BLITZER: Yes, these was one guy wearing, what, a sweatshirt that said "Camp Auschwitz," these were neo-Nazis who were storming Capitol Hill. It was so, so totally, totally disgusting.

What do you think -- do you think there's a chance that Pence might do this, invoke the 25th Amendment? And hypothetically, let's say the president were to say, I'll resign but you have to guarantee that you'll give me a pardon, do you think the vice president should do that under those circumstances?

COHEN: Well, I don't think the president should be pardoned. I think he should be held accountable for all that he's done. Not just this, which is just the most horrific recently, but for everything he's done since the time he took office. He has soiled the White House with his conduct. He has soiled the presidency. He has embarrassed us internationally. He has undercut our relationship with our allies and emboldened our enemies.

So I don't think he should be granted a pardon. If that would get him out of office in the next 10 days, I would prefer that we seek to invoke to remove him under the 25th.

BLITZER: So what is your sense right now? You know who's in the Cabinet, you know the vice president. What do you think? Is there a chance the vice president might do this? And the relationship between him and the president, as you know, has completely deteriorated over these days. They're not even talking to each other right now.

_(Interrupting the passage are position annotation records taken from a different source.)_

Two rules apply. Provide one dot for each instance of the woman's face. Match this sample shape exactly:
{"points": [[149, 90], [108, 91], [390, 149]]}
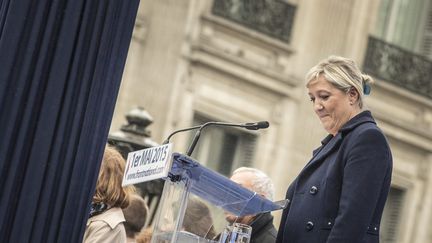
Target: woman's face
{"points": [[334, 107]]}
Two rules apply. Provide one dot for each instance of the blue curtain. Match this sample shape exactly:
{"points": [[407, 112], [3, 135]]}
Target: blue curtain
{"points": [[61, 63]]}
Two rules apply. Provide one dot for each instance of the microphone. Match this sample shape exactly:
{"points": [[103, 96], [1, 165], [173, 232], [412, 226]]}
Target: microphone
{"points": [[249, 126]]}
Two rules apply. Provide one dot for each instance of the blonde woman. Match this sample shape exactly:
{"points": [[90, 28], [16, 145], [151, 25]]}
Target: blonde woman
{"points": [[105, 223]]}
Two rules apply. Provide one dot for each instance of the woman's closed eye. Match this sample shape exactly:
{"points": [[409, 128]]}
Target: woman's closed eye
{"points": [[324, 97]]}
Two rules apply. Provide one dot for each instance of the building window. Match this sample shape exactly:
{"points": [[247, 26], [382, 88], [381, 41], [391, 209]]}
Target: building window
{"points": [[407, 24], [224, 149], [400, 50], [271, 17], [392, 215]]}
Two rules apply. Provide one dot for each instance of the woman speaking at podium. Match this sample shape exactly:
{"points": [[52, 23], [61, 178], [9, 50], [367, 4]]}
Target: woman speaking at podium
{"points": [[339, 195]]}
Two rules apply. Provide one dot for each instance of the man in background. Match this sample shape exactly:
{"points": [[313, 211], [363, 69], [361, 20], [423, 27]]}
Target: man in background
{"points": [[263, 230]]}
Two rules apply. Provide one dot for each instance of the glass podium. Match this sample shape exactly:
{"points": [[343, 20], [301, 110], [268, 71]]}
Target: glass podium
{"points": [[191, 192]]}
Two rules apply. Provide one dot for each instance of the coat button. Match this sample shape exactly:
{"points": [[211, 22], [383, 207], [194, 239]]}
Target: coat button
{"points": [[313, 190], [309, 226]]}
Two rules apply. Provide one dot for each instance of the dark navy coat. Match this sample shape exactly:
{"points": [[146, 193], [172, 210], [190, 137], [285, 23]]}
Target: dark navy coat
{"points": [[339, 196]]}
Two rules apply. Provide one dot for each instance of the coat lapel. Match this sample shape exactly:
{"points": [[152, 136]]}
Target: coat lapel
{"points": [[323, 151]]}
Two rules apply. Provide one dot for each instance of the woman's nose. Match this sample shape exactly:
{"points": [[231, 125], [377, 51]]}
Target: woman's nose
{"points": [[318, 106]]}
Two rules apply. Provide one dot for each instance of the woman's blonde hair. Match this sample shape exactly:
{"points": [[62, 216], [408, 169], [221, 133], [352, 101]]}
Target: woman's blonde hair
{"points": [[343, 73], [109, 188]]}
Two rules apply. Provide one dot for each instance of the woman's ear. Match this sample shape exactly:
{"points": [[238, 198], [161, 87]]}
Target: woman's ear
{"points": [[353, 95]]}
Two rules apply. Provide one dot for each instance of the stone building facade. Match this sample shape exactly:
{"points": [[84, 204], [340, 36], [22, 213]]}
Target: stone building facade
{"points": [[192, 61]]}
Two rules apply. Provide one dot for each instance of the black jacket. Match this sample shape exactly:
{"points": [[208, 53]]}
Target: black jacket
{"points": [[263, 230], [339, 196]]}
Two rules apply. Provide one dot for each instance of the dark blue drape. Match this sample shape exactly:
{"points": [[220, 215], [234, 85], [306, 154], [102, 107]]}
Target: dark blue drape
{"points": [[61, 63]]}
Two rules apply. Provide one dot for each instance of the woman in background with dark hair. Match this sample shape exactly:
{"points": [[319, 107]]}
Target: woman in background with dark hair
{"points": [[105, 223]]}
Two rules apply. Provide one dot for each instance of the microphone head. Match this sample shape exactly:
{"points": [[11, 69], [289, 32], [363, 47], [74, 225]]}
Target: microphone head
{"points": [[263, 124], [257, 125]]}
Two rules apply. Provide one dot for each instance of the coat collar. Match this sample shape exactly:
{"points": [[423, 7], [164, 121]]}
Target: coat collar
{"points": [[331, 142], [362, 117], [261, 222]]}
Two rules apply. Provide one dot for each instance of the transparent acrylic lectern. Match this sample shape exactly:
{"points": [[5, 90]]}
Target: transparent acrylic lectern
{"points": [[188, 182]]}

COHEN: Well, the president put Vice President Pence, his life, and that of his wife and family at risk. Vice President Pence is a Christian evangelical with strong religious beliefs, and I think that he should do the right thing based upon his own religious principles and conviction and conscience, but he's in a tough spot but he deserves to be in a tough spot. That's what the vice president is there to do. When the president of the United States becomes so unstable that he poses a threat to our society and to the nation at large, it's incumbent upon the vice president to invoke the 25th and to secure the necessary votes to remove the president before he can do more damage.

So it's a tough spot, but that's why he's vice president. He should measure up to that and look to his conscience and his heart to see what this president has done to this country. And then we have to move on beyond Trump because he still has his followers out there who are peddling hate, the kind of hate that you have seen on the hill against black people, brown people, Jewish people, people of the Muslim faith.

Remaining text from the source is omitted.